As you do more and more of this kind of path switching, you’ll develop a higher tolerance for it. The pain won’t sting so much. The pain level is still the same, but you’ll be stronger and more capable of handling it.
If you never do this path wandering though, you’ll grow weaker with each passing year. A thorn prick will be enough to send you fleeing back to the comfort of your previous position. You’ll be too afraid to venture far off the path. And most likely you’ll die right where you are. Your only hope will be that some other adventurer comes along and shows you a way out or that some event forces you out. But often that never happens, or it happens on terms that are much less pleasant than what you would have achieved through conscious action.
You control the accelerator
If you want to get onto a new path, you have to be the one to initiate it. Not me. Not your boss. Not your spouse. Not some divine being. It has to come from you. If you’ve stalled at a 7, it’s because you’ve slowed down.
If you know your path is wrong, then you know you need to get off it. Take some time to figure out the best direction to go next, and then get moving. Take baby steps if you need to. Wear lots of protective gear. But just get moving. If you’re stuck then almost any path is better than remaining stagnant.

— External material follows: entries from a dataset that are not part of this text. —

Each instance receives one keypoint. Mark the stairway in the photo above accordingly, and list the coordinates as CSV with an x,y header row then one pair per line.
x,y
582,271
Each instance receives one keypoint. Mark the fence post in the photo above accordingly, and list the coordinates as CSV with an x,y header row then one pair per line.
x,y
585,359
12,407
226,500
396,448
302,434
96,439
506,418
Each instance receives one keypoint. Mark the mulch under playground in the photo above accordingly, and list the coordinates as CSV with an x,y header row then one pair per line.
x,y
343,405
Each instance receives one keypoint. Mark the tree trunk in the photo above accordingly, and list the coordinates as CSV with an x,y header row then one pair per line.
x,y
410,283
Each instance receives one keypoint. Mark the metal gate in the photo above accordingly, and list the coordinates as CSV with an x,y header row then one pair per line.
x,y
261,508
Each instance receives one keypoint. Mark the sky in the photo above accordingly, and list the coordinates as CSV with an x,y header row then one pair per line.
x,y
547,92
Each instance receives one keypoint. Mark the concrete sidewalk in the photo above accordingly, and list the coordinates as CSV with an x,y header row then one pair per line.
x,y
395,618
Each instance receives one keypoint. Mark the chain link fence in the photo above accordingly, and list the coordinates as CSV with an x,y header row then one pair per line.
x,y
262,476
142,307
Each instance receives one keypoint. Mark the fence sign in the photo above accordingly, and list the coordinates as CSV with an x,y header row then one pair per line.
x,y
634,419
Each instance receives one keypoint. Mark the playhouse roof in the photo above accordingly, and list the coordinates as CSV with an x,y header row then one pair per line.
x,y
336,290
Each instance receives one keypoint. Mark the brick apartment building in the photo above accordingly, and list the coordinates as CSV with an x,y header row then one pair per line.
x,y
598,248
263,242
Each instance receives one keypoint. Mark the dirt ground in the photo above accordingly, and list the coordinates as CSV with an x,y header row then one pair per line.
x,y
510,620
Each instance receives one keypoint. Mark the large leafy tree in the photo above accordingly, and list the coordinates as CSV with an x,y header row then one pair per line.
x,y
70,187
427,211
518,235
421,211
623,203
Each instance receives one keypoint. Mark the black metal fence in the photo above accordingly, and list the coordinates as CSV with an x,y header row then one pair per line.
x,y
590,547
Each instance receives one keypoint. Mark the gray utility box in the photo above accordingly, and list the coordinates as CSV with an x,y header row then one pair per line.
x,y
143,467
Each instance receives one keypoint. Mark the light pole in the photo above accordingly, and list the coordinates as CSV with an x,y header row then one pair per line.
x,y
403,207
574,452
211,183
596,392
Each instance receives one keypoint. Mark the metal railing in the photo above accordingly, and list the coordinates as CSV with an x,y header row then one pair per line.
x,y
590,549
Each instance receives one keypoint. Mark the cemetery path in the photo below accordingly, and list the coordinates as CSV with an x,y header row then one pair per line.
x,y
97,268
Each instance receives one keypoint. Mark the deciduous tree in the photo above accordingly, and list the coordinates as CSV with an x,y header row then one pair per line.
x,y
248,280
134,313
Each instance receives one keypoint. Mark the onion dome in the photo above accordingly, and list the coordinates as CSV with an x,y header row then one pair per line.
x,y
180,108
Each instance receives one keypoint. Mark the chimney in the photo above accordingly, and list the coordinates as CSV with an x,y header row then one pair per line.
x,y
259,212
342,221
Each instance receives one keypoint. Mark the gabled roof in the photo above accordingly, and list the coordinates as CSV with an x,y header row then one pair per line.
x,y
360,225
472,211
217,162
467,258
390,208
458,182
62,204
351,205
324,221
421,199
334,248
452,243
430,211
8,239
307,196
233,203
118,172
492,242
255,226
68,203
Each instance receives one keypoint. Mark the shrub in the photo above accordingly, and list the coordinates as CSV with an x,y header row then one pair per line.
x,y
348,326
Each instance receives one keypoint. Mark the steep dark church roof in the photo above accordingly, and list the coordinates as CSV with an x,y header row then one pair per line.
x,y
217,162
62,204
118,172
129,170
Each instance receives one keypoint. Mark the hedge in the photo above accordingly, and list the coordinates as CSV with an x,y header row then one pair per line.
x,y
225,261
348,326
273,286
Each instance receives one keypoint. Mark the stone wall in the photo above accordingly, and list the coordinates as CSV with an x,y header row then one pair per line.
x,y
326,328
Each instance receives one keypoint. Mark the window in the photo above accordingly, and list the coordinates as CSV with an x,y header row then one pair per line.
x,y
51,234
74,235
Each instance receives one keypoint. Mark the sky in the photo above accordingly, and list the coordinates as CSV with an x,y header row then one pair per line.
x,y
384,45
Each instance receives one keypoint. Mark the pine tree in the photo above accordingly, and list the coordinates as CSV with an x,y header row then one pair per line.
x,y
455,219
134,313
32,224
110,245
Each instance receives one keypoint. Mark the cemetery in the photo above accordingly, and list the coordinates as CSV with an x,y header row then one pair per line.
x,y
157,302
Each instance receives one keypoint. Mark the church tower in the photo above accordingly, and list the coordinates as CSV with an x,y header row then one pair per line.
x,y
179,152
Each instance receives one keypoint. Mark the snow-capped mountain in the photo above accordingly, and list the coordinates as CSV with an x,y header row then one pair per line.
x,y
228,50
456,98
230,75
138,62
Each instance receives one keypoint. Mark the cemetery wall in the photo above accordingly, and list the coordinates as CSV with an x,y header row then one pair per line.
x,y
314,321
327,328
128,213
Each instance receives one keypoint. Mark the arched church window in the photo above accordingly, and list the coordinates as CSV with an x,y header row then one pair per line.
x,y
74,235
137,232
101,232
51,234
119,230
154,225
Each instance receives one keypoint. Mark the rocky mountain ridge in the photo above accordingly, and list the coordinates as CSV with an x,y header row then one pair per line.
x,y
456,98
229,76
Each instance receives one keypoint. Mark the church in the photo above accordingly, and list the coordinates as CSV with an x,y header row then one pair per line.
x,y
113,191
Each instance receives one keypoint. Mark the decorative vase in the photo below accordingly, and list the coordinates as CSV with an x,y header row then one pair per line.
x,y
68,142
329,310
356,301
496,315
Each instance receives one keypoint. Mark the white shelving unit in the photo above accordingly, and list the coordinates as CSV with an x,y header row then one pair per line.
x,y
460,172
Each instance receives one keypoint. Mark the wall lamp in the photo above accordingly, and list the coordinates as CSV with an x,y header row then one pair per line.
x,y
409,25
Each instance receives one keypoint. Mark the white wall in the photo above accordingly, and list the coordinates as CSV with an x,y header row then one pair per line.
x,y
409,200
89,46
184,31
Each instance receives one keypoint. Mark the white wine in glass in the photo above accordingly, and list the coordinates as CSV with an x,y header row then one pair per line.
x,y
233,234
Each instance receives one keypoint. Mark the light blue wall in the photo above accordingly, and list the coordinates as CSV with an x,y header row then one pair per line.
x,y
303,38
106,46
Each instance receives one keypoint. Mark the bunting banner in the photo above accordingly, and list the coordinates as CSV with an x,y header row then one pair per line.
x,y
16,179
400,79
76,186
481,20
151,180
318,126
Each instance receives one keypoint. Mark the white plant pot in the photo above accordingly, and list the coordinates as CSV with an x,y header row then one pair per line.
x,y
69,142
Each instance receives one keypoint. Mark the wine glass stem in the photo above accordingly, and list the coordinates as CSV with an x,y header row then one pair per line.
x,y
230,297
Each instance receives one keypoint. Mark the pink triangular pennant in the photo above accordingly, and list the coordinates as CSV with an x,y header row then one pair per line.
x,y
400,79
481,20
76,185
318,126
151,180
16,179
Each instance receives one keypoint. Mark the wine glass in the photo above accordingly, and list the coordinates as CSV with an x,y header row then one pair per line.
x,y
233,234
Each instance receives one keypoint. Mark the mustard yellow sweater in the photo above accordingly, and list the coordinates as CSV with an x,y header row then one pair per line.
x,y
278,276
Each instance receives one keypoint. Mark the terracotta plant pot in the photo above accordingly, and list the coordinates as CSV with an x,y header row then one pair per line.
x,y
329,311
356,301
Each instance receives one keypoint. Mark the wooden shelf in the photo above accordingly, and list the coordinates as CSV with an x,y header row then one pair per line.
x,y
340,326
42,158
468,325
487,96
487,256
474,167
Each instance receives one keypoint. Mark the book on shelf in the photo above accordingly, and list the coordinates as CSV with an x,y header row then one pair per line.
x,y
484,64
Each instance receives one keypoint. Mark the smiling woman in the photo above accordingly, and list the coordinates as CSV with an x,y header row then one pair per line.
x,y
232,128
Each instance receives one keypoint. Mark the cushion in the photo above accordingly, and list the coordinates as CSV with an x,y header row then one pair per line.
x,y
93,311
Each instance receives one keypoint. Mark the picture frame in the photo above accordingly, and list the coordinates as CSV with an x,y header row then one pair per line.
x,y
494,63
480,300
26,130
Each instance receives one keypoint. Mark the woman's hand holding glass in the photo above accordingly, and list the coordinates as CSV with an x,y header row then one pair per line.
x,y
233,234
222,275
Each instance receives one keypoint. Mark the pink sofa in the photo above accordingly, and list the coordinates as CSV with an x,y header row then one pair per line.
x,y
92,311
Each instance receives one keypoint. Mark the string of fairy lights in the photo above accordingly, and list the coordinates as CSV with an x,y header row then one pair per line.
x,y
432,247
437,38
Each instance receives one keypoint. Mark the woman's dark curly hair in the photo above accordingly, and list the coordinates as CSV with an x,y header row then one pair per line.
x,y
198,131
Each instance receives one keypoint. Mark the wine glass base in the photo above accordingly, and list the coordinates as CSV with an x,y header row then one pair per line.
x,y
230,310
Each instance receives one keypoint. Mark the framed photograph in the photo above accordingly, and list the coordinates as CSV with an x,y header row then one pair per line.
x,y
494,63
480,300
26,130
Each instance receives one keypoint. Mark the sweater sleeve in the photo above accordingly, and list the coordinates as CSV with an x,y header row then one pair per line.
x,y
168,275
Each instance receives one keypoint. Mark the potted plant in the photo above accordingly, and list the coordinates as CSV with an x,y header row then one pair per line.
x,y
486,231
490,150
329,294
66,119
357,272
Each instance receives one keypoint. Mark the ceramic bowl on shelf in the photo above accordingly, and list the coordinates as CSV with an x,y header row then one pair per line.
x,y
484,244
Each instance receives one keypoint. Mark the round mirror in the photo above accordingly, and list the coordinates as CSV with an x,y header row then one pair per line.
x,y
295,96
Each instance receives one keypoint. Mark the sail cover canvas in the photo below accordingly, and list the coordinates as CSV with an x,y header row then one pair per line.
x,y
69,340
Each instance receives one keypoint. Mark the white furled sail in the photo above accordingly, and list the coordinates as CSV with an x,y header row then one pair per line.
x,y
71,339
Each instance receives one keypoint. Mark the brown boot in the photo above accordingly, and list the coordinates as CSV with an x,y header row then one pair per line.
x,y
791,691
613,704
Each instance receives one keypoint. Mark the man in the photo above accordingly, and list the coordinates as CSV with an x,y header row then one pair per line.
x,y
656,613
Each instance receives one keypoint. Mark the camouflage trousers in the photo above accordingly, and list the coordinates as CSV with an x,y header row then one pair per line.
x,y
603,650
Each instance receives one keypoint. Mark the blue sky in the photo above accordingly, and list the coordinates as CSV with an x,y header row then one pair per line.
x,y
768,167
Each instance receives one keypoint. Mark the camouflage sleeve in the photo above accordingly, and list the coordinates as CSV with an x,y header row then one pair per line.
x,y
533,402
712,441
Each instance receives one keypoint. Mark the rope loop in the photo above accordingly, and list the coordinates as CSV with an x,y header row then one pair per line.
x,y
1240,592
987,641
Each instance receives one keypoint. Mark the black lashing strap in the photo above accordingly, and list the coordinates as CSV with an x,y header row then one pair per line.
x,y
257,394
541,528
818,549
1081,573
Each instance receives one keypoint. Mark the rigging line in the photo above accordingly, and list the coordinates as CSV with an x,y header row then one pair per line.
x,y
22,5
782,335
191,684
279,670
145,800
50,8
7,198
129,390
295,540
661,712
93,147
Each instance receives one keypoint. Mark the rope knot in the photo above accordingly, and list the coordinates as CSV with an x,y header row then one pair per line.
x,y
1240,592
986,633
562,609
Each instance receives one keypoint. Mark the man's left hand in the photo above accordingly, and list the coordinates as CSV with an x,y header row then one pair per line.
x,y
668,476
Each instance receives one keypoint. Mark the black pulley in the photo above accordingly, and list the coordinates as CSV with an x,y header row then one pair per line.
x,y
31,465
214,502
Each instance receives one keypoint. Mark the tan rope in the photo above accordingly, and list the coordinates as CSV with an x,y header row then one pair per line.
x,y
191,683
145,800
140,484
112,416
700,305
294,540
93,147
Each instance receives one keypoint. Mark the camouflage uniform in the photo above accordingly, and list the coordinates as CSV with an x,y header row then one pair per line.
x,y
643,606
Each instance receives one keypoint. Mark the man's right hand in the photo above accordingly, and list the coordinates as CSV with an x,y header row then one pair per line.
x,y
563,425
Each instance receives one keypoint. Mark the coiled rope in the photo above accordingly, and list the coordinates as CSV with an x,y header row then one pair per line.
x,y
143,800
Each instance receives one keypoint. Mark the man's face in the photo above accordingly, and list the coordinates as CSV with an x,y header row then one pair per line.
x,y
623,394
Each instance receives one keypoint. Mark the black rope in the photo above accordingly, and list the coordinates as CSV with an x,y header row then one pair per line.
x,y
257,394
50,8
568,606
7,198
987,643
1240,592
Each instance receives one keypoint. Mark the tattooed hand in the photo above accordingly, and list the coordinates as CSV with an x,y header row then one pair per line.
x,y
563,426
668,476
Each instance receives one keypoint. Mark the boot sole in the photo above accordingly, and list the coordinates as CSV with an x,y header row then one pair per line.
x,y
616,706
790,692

Think of one small action you can take to get yourself moving in a new direction, and take it today. Don’t wait. Don’t put it off. Don’t suckle your 7. Wean yourself, and get moving again. You may not find that 9 or 10 position, but you can find that 9 or 10 path.
There is no 10
As you begin charging ahead towards your 10, you’ll eventually discover that there is no 10, at least not in the sense of a fixed position. It was just a mirage. You may reach the 10 you defined back when you were a 7, but once you reach it, you’ll see a new 10 off in the distance. There will always be another pot of gold ahead of you.
The real 10 is not some position. It’s the path itself. Human beings aren’t cattle — we aren’t supposed to be settled and domesticated. We need to keep things stirred up in order to continue learning and growing.
No matter what fixed position you arrive at in life, it will never be fulfilling. Fulfillment comes from action, not position.
If you want to experience deep fulfillment, take lots and lots of action. Action can be physical, mental, social — even spiritual.
The only true security lies in action. No fixed position is ever secure. Security comes from dynamic action, knowing that no matter what happens, you can always do something about it.
The true 10 is doing your best. And that can never be attained by standing still. Get moving!